El tipo que acababa de conocer trabajaba como creativo publicitario. En un momento de la conversación que entablamos sobre el poder de la publicidad, se me ocurrió dudar de la eficacia de los bloques de anuncios televisivos para hacer tomar decisiones de consumo a los telespectadores. El creativo, con un conocimiento sobre el tema claramente superior al mío, me dedicó media sonrisa de evidente supremacía y me preguntó: ¿Podrías decirme por qué te afeitas con hojillas de una determinada marca?

Touchée.

«Si vuelves a la gente estúpida, votarán a un estúpido». Este era el tiular de una reciente entrevista al director de cine Michael Moore en El País. Moore explicaba que si la administración de Barak Obama hubiera hecho sus deberes, por ejemplo no permitiendo que empeorara el sistema de educación y el cierre de bibliotecas públicas o evitando que los medios de comunicación fueran comprados por grandes empresas, Donald Trump no habría ganado las elecciones porque la gente no se habría vuelto estúpida. La teoría no es muy elaborada que digamos y entre otros misterios sin revelar uno me intrigó especialmente: ¿Se puede convertir a la gente en estúpida en dos legislaturas? Es sabido que en América casi todo es posible, incluso que los votantes de Trump y el mismo Trump consideren a Moore y, de paso, a todos los votantes que optaron por Hillary Clinton, como los verdaderos estúpidos.

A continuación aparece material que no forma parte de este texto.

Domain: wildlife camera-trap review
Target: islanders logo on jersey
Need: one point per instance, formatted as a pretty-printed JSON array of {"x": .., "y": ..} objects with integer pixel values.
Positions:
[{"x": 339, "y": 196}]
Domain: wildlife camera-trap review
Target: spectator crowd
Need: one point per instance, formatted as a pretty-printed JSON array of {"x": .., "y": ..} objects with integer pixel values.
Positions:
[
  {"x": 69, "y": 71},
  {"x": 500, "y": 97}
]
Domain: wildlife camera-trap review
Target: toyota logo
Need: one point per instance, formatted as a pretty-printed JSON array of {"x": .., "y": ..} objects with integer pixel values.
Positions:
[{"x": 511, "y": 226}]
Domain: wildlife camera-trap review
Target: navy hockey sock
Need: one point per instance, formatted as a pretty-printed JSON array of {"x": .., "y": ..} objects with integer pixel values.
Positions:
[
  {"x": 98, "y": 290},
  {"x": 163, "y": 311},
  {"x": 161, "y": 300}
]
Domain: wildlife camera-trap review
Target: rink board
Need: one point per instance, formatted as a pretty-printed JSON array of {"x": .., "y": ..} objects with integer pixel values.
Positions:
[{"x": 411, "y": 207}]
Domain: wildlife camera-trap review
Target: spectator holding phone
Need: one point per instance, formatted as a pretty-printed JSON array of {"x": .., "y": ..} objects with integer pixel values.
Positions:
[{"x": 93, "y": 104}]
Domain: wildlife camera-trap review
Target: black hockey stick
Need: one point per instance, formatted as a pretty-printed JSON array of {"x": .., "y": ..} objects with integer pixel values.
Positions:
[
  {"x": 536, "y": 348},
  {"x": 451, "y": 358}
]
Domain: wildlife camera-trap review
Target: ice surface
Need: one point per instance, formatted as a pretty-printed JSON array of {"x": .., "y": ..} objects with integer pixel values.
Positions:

Es evidente que hay mecanismos mentales que se escapan a nuestra comprensión de profanos. El que uno se crea a salvo del bombardeo de ciertos mensajes propagandísticos o publicitarios y termine actuando según su dictado es uno de ellos. Y así, mientras me afeitaba, me surgieron algunas dudas preocupantes, entre otras si puede alguna persona, ente o colectivo transformar mi estupidez en lucidez con mensajes cautivadores. O al contrario.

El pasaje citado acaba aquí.